Q&A: Applying the 2-midnight rule to procedures removed from the IPO list
Q: Are procedures removed from the inpatient-only (IPO) list in 2021 subject to the 2-midnight rule?
A: CMS finalized removing 266 services related to musculoskeletal procedures from the IPO list in 2021, noting these are some of the services most frequently cited for removal by stakeholders. It will also remove an additional 32 procedures identified in comments.
The removal of procedures from and the ultimate elimination of the IPO list will lead to all services being subject to the 2-midnight rule, which is used to determine whether Part A coverage and inpatient reimbursement is appropriate.
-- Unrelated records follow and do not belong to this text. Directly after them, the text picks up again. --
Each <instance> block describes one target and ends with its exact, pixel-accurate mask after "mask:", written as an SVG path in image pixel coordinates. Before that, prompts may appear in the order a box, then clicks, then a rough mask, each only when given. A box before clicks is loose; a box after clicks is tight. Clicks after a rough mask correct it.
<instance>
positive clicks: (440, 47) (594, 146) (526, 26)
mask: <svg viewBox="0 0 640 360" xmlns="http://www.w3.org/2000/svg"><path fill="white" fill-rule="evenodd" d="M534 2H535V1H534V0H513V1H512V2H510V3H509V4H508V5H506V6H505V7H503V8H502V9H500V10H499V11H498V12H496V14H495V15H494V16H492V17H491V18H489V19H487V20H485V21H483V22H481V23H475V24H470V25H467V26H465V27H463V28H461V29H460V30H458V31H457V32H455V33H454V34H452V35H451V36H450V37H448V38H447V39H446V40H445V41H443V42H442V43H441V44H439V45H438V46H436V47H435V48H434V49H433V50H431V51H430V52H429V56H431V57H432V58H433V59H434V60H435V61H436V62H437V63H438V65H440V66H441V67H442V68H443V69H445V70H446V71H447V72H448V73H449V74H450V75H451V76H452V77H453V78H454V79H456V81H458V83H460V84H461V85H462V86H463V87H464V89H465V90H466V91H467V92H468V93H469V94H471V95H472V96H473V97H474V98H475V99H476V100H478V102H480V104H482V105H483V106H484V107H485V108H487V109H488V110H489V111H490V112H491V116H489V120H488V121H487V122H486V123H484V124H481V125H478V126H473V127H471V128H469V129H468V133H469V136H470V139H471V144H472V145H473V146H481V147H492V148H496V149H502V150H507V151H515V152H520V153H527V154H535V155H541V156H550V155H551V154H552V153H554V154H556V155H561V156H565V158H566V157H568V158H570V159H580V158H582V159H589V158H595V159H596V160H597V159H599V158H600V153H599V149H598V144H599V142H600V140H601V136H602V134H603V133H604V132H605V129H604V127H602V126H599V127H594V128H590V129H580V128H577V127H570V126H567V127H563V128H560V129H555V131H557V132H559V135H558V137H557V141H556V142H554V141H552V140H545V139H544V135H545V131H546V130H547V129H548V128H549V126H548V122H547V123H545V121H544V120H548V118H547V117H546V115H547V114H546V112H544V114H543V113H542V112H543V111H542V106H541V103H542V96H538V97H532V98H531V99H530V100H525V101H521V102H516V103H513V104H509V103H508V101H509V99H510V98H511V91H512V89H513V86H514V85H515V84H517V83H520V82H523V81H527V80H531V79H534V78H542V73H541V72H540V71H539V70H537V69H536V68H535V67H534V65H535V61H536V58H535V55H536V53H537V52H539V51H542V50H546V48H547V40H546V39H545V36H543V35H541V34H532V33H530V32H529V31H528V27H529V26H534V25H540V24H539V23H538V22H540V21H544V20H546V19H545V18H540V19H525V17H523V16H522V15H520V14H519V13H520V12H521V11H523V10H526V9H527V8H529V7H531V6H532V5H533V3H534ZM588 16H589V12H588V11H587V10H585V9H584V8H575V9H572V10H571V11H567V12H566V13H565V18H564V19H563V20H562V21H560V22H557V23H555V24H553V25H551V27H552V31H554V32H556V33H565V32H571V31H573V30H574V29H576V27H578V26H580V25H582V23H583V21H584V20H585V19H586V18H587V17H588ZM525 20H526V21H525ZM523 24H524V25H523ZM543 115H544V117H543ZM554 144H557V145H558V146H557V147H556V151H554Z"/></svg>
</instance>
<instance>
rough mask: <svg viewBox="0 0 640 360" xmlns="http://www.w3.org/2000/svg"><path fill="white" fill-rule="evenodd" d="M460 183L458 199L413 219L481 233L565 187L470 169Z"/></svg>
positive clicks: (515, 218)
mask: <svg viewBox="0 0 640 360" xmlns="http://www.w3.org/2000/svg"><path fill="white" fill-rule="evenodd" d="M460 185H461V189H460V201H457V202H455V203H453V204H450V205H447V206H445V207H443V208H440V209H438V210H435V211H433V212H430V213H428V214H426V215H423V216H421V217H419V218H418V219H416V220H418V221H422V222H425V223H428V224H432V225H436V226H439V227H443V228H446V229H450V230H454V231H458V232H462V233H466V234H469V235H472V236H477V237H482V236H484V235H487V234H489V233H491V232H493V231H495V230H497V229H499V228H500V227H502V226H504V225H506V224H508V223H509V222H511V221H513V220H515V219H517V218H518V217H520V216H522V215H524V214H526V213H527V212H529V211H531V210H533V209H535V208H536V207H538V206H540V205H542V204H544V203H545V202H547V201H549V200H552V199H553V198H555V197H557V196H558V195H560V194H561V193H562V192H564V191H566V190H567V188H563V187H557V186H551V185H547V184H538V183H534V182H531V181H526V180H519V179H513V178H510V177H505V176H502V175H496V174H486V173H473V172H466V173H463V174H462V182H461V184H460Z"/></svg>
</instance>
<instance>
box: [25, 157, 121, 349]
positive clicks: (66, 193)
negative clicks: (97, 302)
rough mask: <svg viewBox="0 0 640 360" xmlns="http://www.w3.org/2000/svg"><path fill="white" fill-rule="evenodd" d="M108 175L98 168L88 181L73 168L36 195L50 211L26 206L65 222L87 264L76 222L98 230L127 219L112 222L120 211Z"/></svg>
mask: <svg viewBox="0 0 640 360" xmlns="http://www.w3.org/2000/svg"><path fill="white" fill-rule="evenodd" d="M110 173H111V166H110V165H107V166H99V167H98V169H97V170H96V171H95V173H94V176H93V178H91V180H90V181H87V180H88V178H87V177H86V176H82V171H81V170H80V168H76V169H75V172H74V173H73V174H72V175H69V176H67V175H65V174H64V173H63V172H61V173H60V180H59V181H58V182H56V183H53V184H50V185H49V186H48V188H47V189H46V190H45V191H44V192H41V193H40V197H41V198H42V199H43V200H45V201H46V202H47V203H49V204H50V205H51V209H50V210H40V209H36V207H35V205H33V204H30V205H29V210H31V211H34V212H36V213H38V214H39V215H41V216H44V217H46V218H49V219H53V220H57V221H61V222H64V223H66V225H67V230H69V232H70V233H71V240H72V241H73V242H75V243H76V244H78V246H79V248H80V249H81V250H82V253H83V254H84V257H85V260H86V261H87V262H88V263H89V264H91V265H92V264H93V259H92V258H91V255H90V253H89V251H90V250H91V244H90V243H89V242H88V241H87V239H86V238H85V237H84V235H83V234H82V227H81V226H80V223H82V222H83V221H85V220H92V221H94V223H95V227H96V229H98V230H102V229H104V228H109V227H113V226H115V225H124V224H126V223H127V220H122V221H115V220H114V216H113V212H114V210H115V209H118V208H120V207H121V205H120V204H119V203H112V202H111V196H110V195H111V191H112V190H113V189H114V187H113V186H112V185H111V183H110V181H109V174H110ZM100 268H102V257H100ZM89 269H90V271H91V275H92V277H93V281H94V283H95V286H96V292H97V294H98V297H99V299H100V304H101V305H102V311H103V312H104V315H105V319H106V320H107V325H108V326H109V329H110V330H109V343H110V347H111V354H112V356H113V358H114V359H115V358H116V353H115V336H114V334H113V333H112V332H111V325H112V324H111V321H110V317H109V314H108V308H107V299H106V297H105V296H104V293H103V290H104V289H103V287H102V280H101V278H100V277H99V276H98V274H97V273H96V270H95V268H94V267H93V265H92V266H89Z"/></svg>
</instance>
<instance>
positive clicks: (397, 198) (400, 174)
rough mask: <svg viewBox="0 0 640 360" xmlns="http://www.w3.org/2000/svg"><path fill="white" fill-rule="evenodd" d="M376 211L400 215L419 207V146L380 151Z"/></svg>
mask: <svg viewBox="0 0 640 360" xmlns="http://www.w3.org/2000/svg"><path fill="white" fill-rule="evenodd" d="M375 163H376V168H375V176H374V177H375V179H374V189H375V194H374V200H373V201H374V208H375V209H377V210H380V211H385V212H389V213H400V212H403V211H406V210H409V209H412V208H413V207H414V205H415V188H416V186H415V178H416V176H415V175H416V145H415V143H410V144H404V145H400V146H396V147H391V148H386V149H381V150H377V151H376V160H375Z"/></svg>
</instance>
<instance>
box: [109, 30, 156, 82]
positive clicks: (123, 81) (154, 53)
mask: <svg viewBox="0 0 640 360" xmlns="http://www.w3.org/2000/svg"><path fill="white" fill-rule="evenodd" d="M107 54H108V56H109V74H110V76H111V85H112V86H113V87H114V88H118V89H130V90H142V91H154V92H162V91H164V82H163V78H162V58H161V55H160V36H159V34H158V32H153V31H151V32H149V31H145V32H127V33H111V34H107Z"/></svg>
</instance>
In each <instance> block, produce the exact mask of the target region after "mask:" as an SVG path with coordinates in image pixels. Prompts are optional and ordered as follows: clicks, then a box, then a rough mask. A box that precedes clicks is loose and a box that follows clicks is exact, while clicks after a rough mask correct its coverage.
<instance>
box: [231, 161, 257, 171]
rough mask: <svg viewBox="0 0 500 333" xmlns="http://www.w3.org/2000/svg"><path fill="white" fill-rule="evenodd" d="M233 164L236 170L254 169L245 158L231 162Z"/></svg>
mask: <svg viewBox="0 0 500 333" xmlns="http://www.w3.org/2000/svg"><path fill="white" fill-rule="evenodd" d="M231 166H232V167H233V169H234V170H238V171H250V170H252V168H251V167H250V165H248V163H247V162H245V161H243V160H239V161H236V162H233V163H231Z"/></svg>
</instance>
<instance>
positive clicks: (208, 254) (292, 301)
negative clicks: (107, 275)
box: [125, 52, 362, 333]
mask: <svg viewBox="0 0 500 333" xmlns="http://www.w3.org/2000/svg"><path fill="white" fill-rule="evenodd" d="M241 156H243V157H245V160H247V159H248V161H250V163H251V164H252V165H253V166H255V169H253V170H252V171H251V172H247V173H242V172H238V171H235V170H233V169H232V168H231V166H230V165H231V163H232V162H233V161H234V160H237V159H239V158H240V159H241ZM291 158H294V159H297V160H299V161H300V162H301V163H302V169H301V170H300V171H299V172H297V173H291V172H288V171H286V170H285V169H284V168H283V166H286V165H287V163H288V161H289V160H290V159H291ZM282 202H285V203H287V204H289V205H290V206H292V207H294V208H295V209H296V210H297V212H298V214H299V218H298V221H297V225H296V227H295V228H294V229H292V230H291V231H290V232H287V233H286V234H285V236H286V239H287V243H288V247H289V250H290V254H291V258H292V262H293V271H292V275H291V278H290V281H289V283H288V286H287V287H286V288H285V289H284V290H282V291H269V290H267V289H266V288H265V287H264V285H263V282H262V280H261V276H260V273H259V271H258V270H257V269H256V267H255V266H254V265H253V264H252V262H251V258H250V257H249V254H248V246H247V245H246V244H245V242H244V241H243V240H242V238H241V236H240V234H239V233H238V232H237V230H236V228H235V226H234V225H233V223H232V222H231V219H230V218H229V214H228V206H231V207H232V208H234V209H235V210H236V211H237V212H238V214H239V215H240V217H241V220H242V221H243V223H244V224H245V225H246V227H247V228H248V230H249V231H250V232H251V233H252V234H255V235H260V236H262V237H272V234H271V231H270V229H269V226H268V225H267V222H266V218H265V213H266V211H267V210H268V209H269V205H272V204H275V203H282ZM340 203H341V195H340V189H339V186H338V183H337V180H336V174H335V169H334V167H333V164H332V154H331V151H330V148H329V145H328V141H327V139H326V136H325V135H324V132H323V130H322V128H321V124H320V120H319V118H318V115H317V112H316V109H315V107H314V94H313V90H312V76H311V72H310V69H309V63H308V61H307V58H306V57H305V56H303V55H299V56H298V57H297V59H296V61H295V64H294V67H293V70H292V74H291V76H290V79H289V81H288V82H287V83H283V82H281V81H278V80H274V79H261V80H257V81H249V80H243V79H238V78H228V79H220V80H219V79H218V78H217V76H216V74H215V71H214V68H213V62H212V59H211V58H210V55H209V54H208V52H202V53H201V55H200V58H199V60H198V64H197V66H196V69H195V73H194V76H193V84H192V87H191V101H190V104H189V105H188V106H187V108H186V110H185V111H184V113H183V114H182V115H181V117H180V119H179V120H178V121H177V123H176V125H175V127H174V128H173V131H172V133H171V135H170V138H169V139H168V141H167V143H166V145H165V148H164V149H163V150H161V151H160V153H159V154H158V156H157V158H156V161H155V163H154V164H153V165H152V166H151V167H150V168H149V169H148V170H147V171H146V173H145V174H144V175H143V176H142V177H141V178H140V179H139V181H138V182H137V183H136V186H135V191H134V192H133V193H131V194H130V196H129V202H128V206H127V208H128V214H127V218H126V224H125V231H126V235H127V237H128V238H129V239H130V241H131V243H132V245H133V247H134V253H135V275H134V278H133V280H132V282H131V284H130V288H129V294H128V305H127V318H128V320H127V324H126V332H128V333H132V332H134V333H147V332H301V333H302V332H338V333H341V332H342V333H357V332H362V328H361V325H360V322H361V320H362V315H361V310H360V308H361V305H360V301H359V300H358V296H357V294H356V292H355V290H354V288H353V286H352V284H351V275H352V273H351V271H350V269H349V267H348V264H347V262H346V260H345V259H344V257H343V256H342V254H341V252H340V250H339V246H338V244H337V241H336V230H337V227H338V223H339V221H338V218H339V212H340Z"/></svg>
Therefore, it is vitally important that hospitals understand the correct application of the 2-midnight rule based on the need for hospital services and that it is not based on proprietary tools that define intensity of services or severity of illness.
CMS finalized a policy to exempt procedures that are removed from the IPO list beginning on January 1, 2021, from site-of-service claim denials, Beneficiary and Family-Centered Care Quality Improvement Organization (BFCC-QIO) referrals to Recovery Audit Contractors (RAC) for persistent noncompliance with the 2-midnight rule, and RAC reviews for “patient status” (that is, site-of-service) until such procedures are more commonly billed in the outpatient setting (i.e., 50% or more are performed outpatient).
BFCC-QIOs will continue to review short-stay inpatient claims for procedures removed from the IPO list for medical necessity and to educate providers, but claims would not be denied on patient status alone.